I have this error when try to run the custom dataset with distributed train: ErrorMessage "ModuleNotFoundError: No module named ‘torch.distributed._functional_collectives’
I couldn’t find what caused this error.
The estimator :
distribution ={“pytorchddp”: {“enabled”: True}}
hyperparameters, which are passed into the training job
hyperparameters ={
#‘model_id’: model_id, # pre-trained model
‘dataset_path’: dataset_path, # path where sagemaker will save training dataset
‘epochs’: epochs, # number of training epochs
‘per_device_train_batch_size’: per_device_train_batch_size, # batch size for training
‘lr’: learning_rate, # learning rate used during training
}
estimator = PyTorch(
checkpoint_s3_uri = f’s3://{sess.default_bucket()}/v02/checkpoints_dist’,
entry_point = ‘pylight_sc.py’, # train script
source_dir = ‘scripts’, # directory which includes all the files needed for training
instance_type = ‘ml.p4d.24xlarge’, # instances type used for the training job
instance_count = 1, # the number of instances used for training
max_run = 22460*60, # the max time of train
base_job_name = job_name, # the name of the training job
role = role, # Iam role used in training job to access AWS ressources, e.g. S3
volume_size = 300, # the size of the EBS volume in GB
py_version = “py310”,
pytorch_version = ‘2.0.1’, # the pytorch_version version used in the training job
framework_version = ‘2.0.0’,
hyperparameters = hyperparameters,
distribution = distribution
)
And the pylight_sc.py:
def training_function(args):
# set seed
set_seed(args.seed)
env = LightningEnvironment()
env.world_size = lambda: int(os.environ["WORLD_SIZE"])

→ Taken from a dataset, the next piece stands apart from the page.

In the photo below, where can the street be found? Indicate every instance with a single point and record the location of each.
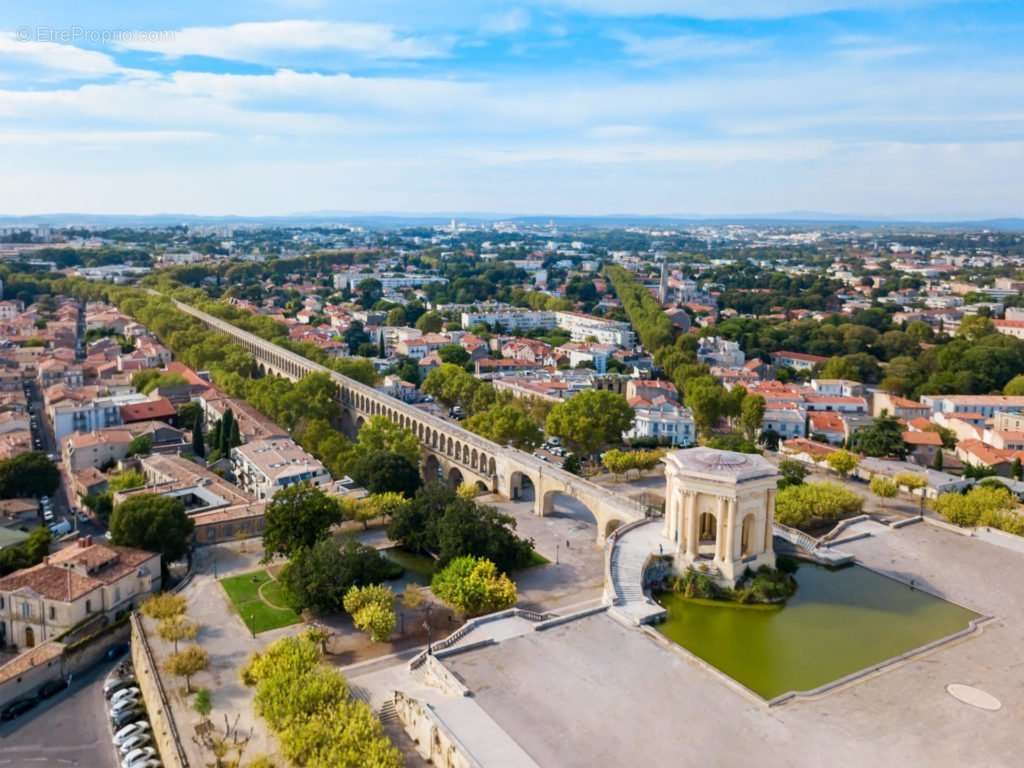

env.global_rank = lambda: int(os.environ["RANK"])
policy = partial(
size_based_auto_wrap_policy,
min_num_params=10000
)
fsdp = FSDPStrategy(
auto_wrap_policy=policy,
process_group_backend="smddp",
cluster_environment=env
)
dataset = load_from_disk(args.dataset_path)

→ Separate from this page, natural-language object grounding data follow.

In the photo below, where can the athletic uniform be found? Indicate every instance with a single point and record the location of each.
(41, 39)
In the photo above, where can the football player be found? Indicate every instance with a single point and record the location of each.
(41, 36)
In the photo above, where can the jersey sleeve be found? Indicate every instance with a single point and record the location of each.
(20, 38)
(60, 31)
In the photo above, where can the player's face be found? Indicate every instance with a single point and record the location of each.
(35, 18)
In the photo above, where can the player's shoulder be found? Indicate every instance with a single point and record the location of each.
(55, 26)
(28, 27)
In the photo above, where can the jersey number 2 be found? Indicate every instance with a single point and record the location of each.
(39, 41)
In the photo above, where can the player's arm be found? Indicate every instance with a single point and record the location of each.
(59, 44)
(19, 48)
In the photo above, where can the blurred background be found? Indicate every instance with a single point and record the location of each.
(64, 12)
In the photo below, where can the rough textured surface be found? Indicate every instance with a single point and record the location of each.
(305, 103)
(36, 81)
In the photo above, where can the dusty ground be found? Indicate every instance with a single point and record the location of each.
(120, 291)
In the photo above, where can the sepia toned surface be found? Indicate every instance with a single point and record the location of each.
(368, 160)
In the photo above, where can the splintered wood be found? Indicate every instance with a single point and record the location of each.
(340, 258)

# load model from the hub with a bnb config
bnb_config = BitsAndBytesConfig(
# load_in_8bit=True,
load_in_4bit=True,
# bnb_4bit_use_double_quant=True,
bnb_4bit_quant_type="nf4",
bnb_4bit_compute_dtype=torch.bfloat16,
)
model = AutoModelForCausalLM.from_pretrained(
args.model_id,
use_cache=False if args.gradient_checkpointing else True, # this is needed for gradient checkpointing
#trust_remote_code=True, # ATTENTION: This allows remote code execution
device_map="auto",
quantization_config=bnb_config
)
# create peft config
model = create_peft_config(model, args.gradient_checkpointing)
num_gpus = torch.cuda.device_count()
# Define training args
checkpoint_dir = "/opt/ml/checkpoints"
training_args = TrainingArguments(
output_dir=checkpoint_dir,
overwrite_output_dir=True,
per_device_train_batch_size=args.per_device_train_batch_size,
bf16=args.bf16, # Use BF16 if available
save_total_limit=2,
learning_rate=args.lr,
num_train_epochs=args.epochs,
gradient_checkpointing=args.gradient_checkpointing,
remove_unused_columns=False,
# logging strategies
logging_dir=f"{checkpoint_dir}/logs",
logging_strategy="steps",
logging_steps=10,
save_strategy="steps",
save_steps= 300,
report_to=["wandb"],
)
# Create Trainer instance
trainer = pl.Trainer(
model=model,
strategy=fsdp,
args=training_args,
devices=num_gpus,
train_dataset=dataset,
data_collator=default_data_collator,
)
# Start training
trainer.train(resume_from_checkpoint= True)